El grado mayor o menor de aceptación que
consiguen despertar los debatientes en ese magma que
hoy en día se llama «opinión pública» es importante porque apareja –no de
manera automática, pero sí en medida digna de estima– una mayor o menor
confianza en aquello que están haciendo, sea desde el Gobierno, sea desde la
oposición.
Lo cual siempre es importante, pero mucho
más en este momento.
Durante años, tanto el PP como el PSOE han
venido presentando como auténticos dogmas de fe –como «cuestiones de Estado»–
los planteamientos más inmovilistas en relación con la llamada «cuestión vasca»
y, más en general, con la organización territorial del Estado (o, por decirlo
echando mano del lenguaje al uso, con «la sagrada unidad de la Patria»). Tanto,
de manera tan machacona y con tantos recursos propagandísticos lo han hecho,
que la gran mayoría de la población, excepción hecha de las ciudadanías de
Euskadi y Cataluña, ha llegado a asumir esos planteamientos como si,
efectivamente, fueran las mismísimas Tablas de la Ley, imposibles de discutir y
hasta de matizar.
Ahora, Rodríguez Zapatero ha amagado su
disposición –amagado su disposición: nada más– a replantearse algo –algo– de
todo eso. No ha hecho todavía nada concreto, pero la sola mención de tal
posibilidad le sitúa frente al peligro de que buena parte del electorado
español, incluyendo el suyo propio, se le lance a la yugular por blasfemo.
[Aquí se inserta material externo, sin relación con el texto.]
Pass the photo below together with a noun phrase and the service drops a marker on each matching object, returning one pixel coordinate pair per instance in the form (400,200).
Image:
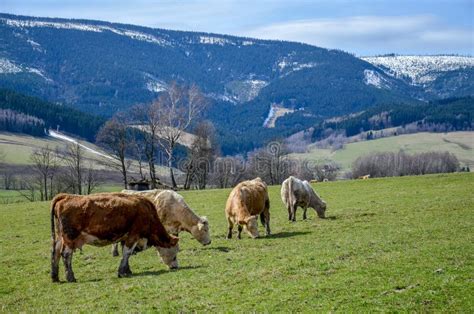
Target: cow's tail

Esa reacción es exactamente la que
pretendió azuzar ayer Mariano Rajoy con su discurso de tintes apocalípticos y,
de modo muy especial –y realmente innoble–, cuando acusó a Zapatero de
«traicionar a los muertos».
Una parte de lo que está en juego en el
actual «Debate del Estado de la Nación», y no la menos importante, se sitúa en
ese problemático terreno. Se trata de ver si Zapatero es capaz de ir rebajando
la rigidez ultraespañolista de la política oficial
española, a la que el PP y su propio partido tanto han contribuido durante
tantos años. O si, a la vista de las dificultades, abandona cualquier ambición
de cambio real y se queda en lo que ha hecho hasta ahora, que no es otra cosa
que marear la perdiz.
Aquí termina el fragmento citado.